Many Palestinians in Lebanon's camps and communities, like the rest of us appear almost mesmerized by what's been happening. A survey conducted by the Arab World for Research and Development (AWRAD), published on February 2, 2011 showed , that 74 percent of the Palestinians support pro-democracy protests in Tunisia, which toppled President Zine El Abidine Ben Ali. In Lebanon's camps it appears that support for the Arab Awakening grows with each new revolt in the region.
They feel, as no doubt many who have been working for Palestinian civil rights in Lebanon for the past 20 years, including more than two dozen International and local NGO's and civil society organizations, that the power of Tahrir Square will mean that Lebanon's Palestinian refugees will at long last be granted the elementary , internationally mandated civil right to own a home and to work that every other refugee enjoys by law.
Stellar examples of the new Palestinian leadership in Lebanon's camps pressing for civil rights include my best friend in Shatila Camp Zeinab al Hajj, born, raised and still living in Shatila Camp. And does she ever welcome western visitors whom she quickly converts to her cause!
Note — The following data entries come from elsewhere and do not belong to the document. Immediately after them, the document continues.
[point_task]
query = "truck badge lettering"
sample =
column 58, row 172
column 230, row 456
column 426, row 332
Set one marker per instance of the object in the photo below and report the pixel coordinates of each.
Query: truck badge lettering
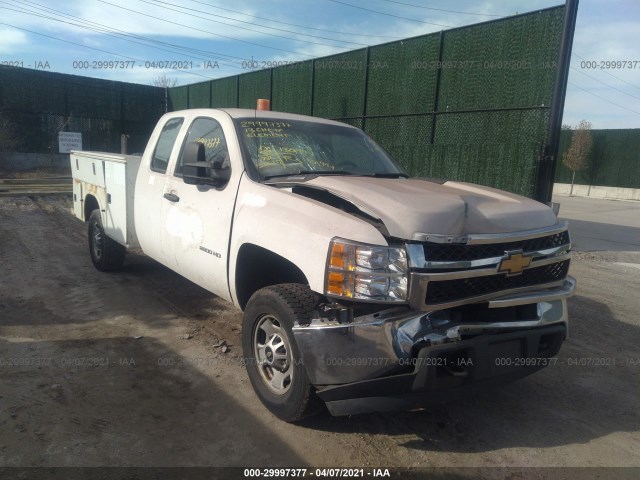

To arrive at Zeinab's home/office and to learn about the Palestinian refugee's urgent need for elementary civil rights, and why she and her friends believe the new Hezbollah led government, also inspired by Tahrir Square, will honor its moral, religious, legal and political obligations to achieve the right to work and home ownership, is simple enough.
The 14 member three generation Al Hajj family always welcomes foreign visitors into their three rooms and roof top space that overlooks the area of the camp where some of the most intense slaughter took place not only during the 1982 Sabra-Shatila Massacre, also during the 1985-88 camp wars when Shatila and Burj Barajneh camps were targeted for destruction by some factions who still today boast that Palestine is their blood stream cause. Indeed some of those who gave the orders to slaughter men, women and children in Shatila during the misnomered "camp wars' ghoulishly have their photo-shop posters plastered around parts of the south end of Shatila camp.